Cette initiative permettrait au Portugal de mettre à disposition des satellites issus de son projet national « Atlantic Constellation » dans le cadre de l’initiative de l’OTAN« Alliance Persistent Surveillance from Space » (APSS), qui combine des systèmes satellitaires nationaux et commerciaux afin d’assurer un renseignement et une surveillance continus pour les opérations des pays alliés. Selon l’état-major des forces armées portugaises, les procédures nécessaires à la définition de la participation du pays sont actuellement en cours d’élaboration.
Le Portugal n’a cessé de développer ses capacités spatiales ces derniers mois. En mars, le pays a lancé deux satellites dans le cadre de l’Atlantic Constellation, dont un satellite à radar à ouverture synthétique (SAR) exploité par l’armée de l’air portugaise. Contrairement aux satellites optiques classiques, la technologie SAR permet de capturer des images haute résolution de jour comme de nuit et à travers la couverture nuageuse, ce qui la rend particulièrement utile pour la défense, la surveillance maritime et les interventions d’urgence.
Le pays a poursuivi ses investissements en juin avec l’achat de deux satellites SAR haute résolution supplémentaires auprès de la société finlandaise ICEYE, dont le lancement est prévu dans le courant de l’année. La composante nationale du Portugal au sein de l’Atlantic Constellation devrait à terme compter au moins 16 satellites.
Au-delà de la surveillance militaire
Si l’APSS a été développé pour améliorer le renseignement et la connaissance de la situation de l’OTAN, les données satellitaires ont un champ d’application bien plus large.
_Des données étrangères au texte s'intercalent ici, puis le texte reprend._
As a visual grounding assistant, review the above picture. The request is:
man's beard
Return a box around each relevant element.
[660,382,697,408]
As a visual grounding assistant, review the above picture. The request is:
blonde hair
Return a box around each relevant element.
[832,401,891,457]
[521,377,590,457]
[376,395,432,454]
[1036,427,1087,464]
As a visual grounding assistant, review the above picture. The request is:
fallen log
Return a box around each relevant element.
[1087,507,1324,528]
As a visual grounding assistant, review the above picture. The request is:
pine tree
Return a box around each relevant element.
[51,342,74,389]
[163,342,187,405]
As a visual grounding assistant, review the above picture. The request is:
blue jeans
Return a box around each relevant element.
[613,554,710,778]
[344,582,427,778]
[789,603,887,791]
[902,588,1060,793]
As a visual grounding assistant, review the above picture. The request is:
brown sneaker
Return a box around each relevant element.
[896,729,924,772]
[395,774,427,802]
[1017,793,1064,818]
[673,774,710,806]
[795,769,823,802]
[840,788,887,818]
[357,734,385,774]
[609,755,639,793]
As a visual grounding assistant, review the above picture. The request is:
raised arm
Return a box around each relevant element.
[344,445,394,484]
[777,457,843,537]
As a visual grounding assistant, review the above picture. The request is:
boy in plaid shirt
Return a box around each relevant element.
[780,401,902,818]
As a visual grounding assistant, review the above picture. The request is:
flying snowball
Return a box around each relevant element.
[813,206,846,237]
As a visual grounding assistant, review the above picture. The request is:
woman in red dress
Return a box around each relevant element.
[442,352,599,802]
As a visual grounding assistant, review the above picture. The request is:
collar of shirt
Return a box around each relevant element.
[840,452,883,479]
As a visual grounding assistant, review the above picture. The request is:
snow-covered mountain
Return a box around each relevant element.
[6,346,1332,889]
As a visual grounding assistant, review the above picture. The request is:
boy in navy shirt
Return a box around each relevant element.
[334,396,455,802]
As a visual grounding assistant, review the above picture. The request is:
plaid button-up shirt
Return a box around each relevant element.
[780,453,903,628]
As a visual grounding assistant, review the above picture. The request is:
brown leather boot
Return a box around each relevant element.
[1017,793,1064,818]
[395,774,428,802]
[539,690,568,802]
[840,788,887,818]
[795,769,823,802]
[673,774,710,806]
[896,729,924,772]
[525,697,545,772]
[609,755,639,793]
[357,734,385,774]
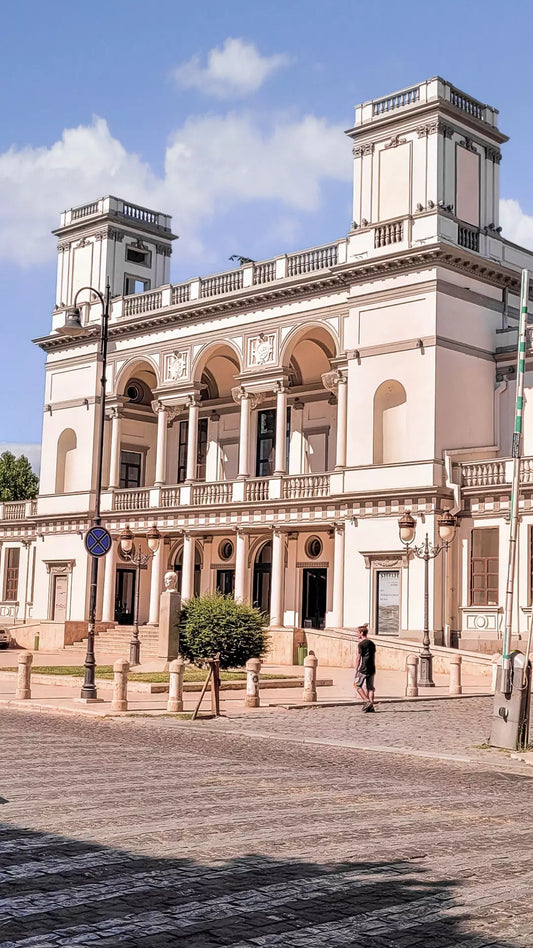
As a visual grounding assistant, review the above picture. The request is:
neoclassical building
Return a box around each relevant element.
[0,78,533,649]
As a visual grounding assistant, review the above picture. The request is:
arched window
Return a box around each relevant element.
[374,379,408,464]
[56,428,78,494]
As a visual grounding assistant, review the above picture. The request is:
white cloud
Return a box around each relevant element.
[500,198,533,249]
[172,37,289,99]
[0,113,351,266]
[0,441,41,474]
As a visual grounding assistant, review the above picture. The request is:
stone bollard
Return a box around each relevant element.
[303,652,318,701]
[167,658,185,714]
[246,658,261,708]
[450,655,463,695]
[111,658,130,711]
[15,652,33,701]
[405,655,418,698]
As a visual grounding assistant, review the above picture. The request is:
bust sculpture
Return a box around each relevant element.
[163,569,178,592]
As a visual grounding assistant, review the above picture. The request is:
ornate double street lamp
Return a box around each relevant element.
[119,523,161,665]
[57,280,111,701]
[398,510,457,688]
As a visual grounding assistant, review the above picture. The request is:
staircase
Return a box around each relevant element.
[66,625,159,658]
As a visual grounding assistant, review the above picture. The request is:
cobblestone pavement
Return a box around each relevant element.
[0,702,533,948]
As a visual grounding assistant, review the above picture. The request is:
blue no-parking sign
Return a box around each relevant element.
[84,527,113,556]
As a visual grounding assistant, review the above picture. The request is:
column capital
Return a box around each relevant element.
[322,369,347,395]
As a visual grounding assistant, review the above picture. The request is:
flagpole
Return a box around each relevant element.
[502,270,529,694]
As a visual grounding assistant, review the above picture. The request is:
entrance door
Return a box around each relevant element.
[52,576,68,622]
[253,543,272,613]
[376,569,400,635]
[115,569,135,625]
[302,569,328,629]
[217,569,235,596]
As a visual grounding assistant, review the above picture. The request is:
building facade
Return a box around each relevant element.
[0,78,533,647]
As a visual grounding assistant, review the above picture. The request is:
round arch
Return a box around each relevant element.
[110,356,160,395]
[281,322,339,386]
[373,379,408,464]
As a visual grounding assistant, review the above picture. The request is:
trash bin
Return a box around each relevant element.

L’un de ses avantages souvent négligés réside dans son utilisation lors de catastrophes naturelles. Les satellites radar à haute résolution peuvent surveiller les feux de forêt, les inondations, l’érosion côtière et les phénomènes météorologiques extrêmes, tout en soutenant les opérations de recherche et de sauvetage et en aidant les autorités à évaluer les dégâts lorsque l’accès au sol est limité. Cette même technologie est de plus en plus utilisée pour surveiller les routes maritimes, la pêche illégale et les changements environnementaux le long des côtes européennes.
L’OTAN a lancé le programme APSS en 2023 afin de créer ce qu’elle décrit comme une constellation virtuelle de satellites nationaux et commerciaux opérant conjointement sous le nom d’Aquila. Cette initiative regroupe déjà 19 pays alliés, dont la contribution collective en matière de capacités spatiales s’élève à plus d’un milliard de dollars américains. L’Espagne en est récemment devenue le dernier membre en date, et le Portugal s’apprête désormais à lui emboîter le pas.
Le rôle croissant du Portugal dans le domaine spatial reflète également une tendance plus large au sein de l’OTAN, qui a considérablement accru ses investissements dans les technologies spatiales de surveillance, de communication et de défense alors que les tensions géopolitiques ne cessent de s’intensifier. Parmi les initiatives récentes de l’OTAN figurent l’extension des programmes de surveillance par satellite, le renforcement des capacités en matière de drones et une coopération accrue entre les moyens spatiaux des pays alliés.
Si le Portugal finalise son adhésion à l’APSS, cela constituerait une nouvelle étape importante dans le développement du secteur aérospatial du pays et permettrait d’intégrer davantage la technologie spatiale portugaise au réseau de défense et de sécurité collective de l’OTAN.